Pathophysiology & Triggers - Sugar Tsunami
- Relative insulin deficiency: Unlike DKA's absolute lack, some insulin is present-enough to suppress ketogenesis but not enough to prevent severe hyperglycemia (glucose > 600 mg/dL).
- Osmotic Diuresis: Extreme hyperglycemia overwhelms the kidneys' ability to reabsorb glucose, causing massive water loss, profound dehydration, and hyperosmolarity (serum Osm > 320 mOsm/kg).
- Common Triggers: Infections (e.g., pneumonia, UTI), acute illness (MI, stroke), or medication non-compliance.

⭐ The hallmark of HHS is profound hyperglycemia and hyperosmolarity without significant ketoacidosis, a key distinction from Diabetic Ketoacidosis (DKA).
Clinical Presentation - Dried & Dazed
-
Profound Dehydration ("Dried"): The hallmark, driven by severe osmotic diuresis.
- Signs: ↓ skin turgor, dry mucous membranes, tachycardia, hypotension.
- Leads to significant hyperosmolality (serum Osm > 320 mOsm/kg).
-
Neurological Dysfunction ("Dazed"): Directly correlates with the degree of hyperosmolality.
- Spectrum: Lethargy, confusion, delirium → focal neurologic deficits (hemiparesis, aphasia) → seizures, coma.
- 📌 Onset is typically insidious over days to weeks.
⭐ Focal neurologic deficits can mimic a stroke; always check a fingerstick glucose in any patient with altered mental status!
Diagnosis & Labs - The Numbers Game
- Severe Hyperglycemia: Blood glucose >600 mg/dL (often >1000).
- Profound Hyperosmolality: Effective serum osmolality >320 mOsm/kg H₂O.
- Calculated: $2 \times \text{Na} + \frac{\text{Glucose}}{18}$
- Absence of Significant Acidosis:
- Arterial pH >7.3
- Serum bicarbonate >18 mEq/L
- Minimal or No Ketosis:
- Urine & serum ketones are negative or only mildly positive, distinguishing it from DKA.
- Other Key Labs:
- ↑ BUN/Cr ratio (prerenal azotemia from extreme dehydration).
- Anion gap is typically normal (<12).
- Sodium: May be low due to hyperglycemic-induced pseudohyponatremia.
⭐ The hallmark is severe dehydration, with an average total body water deficit of 8-12 liters, far exceeding that seen in DKA.
Management - First, Fluids!
- Primary Goal: Aggressive IV hydration to restore perfusion and correct severe dehydration (total body water deficit is typically 8-12 L).
- Initial Fluid: Start with 1-1.5 L of 0.9% Normal Saline (NS) over the first hour, regardless of sodium level.
- Subsequent Fluids: After the initial bolus, calculate the corrected serum sodium to guide fluid choice.
- $Corrected\ Na⁺ = Measured\ Na⁺ + [2.4 \times (Serum\ Glucose - 100)/100]$
- Adjust infusion rate to 250-500 mL/hr.
⭐ The goal is to replace half of the free water deficit over the first 24 hours.
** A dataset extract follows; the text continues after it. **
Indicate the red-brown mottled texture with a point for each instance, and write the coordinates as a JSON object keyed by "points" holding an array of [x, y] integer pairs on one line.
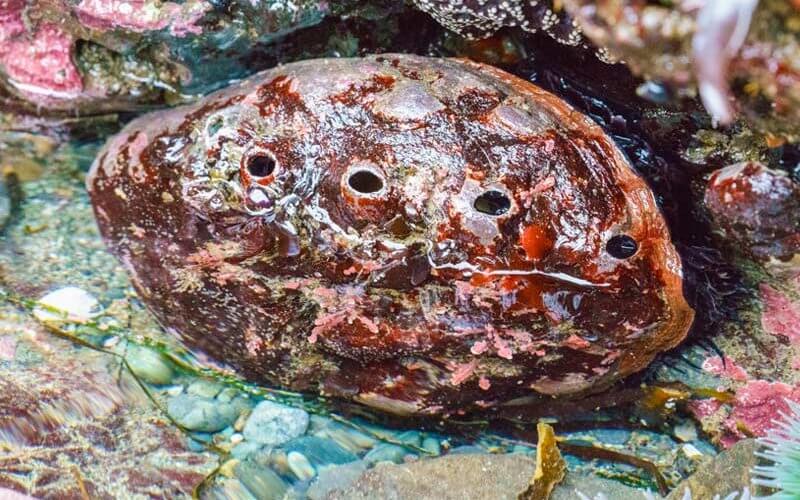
{"points": [[396, 290], [757, 208]]}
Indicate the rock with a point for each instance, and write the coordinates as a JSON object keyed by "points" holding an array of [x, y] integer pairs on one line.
{"points": [[320, 451], [433, 445], [350, 439], [67, 304], [204, 414], [273, 424], [245, 449], [386, 453], [466, 477], [190, 283], [333, 478], [261, 481], [757, 209], [300, 466], [122, 55], [727, 473], [149, 365], [686, 431], [5, 201], [206, 389]]}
Lowering serum osmolality by more than 3 mOsm/kg/h increases the risk of cerebral edema.
High‑Yield Points - ⚡ Biggest Takeaways
- HHS features severe hyperglycemia (>600 mg/dL), profound dehydration, and serum osmolality >320 mOsm/kg.
- Typically seen in Type 2 DM, often triggered by illness, leading to altered mental status.
- No significant ketoacidosis is present due to small amounts of circulating insulin.
- Primary treatment is aggressive IV fluid resuscitation with isotonic saline to correct dehydration.
- IV insulin is administered after initial fluid replacement.
- Always correct hypokalemia before initiating insulin therapy to prevent cardiac complications.